- Kampung Sijangkang
- Interactive map of Sijangkang
- Coordinates: 2°56′36″N 101°27′24″E﻿ / ﻿2.94333°N 101.45667°E
- Country: Malaysia
- State: Selangor
- District: Kuala Langat
- Time zone: UTC+8 (MST)
- • Summer (DST): Not observed
- Postcode: 42500

= Sijangkang =

Human settlement in Malaysia

Sijangkang in Kuala Langat District

Sijangkang or the full name Kampung Sijangkang, is a place in Kuala Langat District, Selangor, Malaysia. The village is under Mukim Telok Panglima Garang (subdistrict) and being administered by Zone 1 and 2 (west and east) of Kuala Langat Municipal Council.

Sijangkang is essentially a Javanese-Malay village and it is believed to have been founded about 1900. The name Sijangkang comes from a plant that is similar to a rubber tree plant. It is a forest tree whose seeds are spread by explosion. Name of the tree is Jangkang. This tree may found in some parts of Indonesia.

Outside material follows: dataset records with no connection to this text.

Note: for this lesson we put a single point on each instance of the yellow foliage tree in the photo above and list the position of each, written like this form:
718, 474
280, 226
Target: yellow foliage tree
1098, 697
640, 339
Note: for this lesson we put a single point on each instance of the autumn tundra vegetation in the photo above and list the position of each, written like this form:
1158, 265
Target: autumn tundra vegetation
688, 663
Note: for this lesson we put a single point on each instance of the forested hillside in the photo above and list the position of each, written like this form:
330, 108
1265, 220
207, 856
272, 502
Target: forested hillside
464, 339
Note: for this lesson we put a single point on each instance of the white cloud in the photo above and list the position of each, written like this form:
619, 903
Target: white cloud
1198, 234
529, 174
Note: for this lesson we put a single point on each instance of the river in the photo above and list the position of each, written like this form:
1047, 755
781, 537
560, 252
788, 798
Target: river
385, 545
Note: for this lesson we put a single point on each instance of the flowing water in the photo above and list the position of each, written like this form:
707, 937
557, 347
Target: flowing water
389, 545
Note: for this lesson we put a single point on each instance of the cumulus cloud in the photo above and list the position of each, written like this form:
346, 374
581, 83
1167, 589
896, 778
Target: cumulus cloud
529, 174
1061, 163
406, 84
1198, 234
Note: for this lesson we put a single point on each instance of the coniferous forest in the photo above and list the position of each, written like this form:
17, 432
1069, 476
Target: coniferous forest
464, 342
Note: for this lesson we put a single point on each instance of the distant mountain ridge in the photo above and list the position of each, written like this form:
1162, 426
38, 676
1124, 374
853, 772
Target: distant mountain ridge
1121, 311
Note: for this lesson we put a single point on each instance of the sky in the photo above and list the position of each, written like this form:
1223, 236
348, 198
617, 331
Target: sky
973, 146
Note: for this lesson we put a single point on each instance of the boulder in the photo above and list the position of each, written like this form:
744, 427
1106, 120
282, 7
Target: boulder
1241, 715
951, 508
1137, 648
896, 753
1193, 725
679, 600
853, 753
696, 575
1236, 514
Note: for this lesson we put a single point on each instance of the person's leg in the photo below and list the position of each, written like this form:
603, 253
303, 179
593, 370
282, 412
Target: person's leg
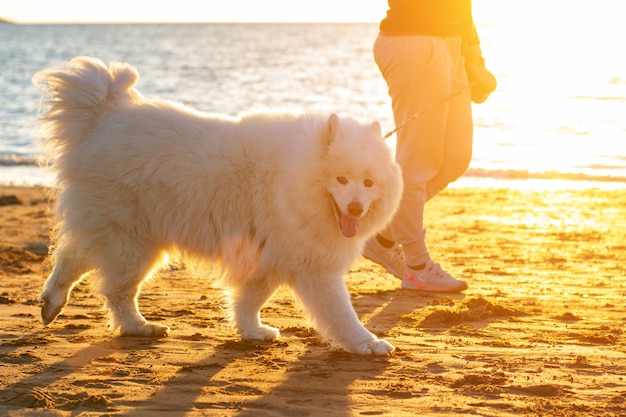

Still related to the first opinion. In the Malay language, the word "Si" can function as a definite article, particularly for people or even objects as a diminutive suffix, positively or negatively, depending on the context. For example, si Bunga Kasturi in classical Malay, or just si Ahmad, si Kiah, si Comel, si Tanggang, si Kecil, si Durhaka, si Tertuduh, si Kancil etc.
The Jangkang trees die in a tributary river that was later given the name of Sungai Jangkang or Jangkang River. In Chinese, death is referred to as 'SI'. Thus some people say that the dead Jangkang trees could have also probably given rise to the name Si Jangkang which eventually turned into Sijangkang - coincidentally or otherwise.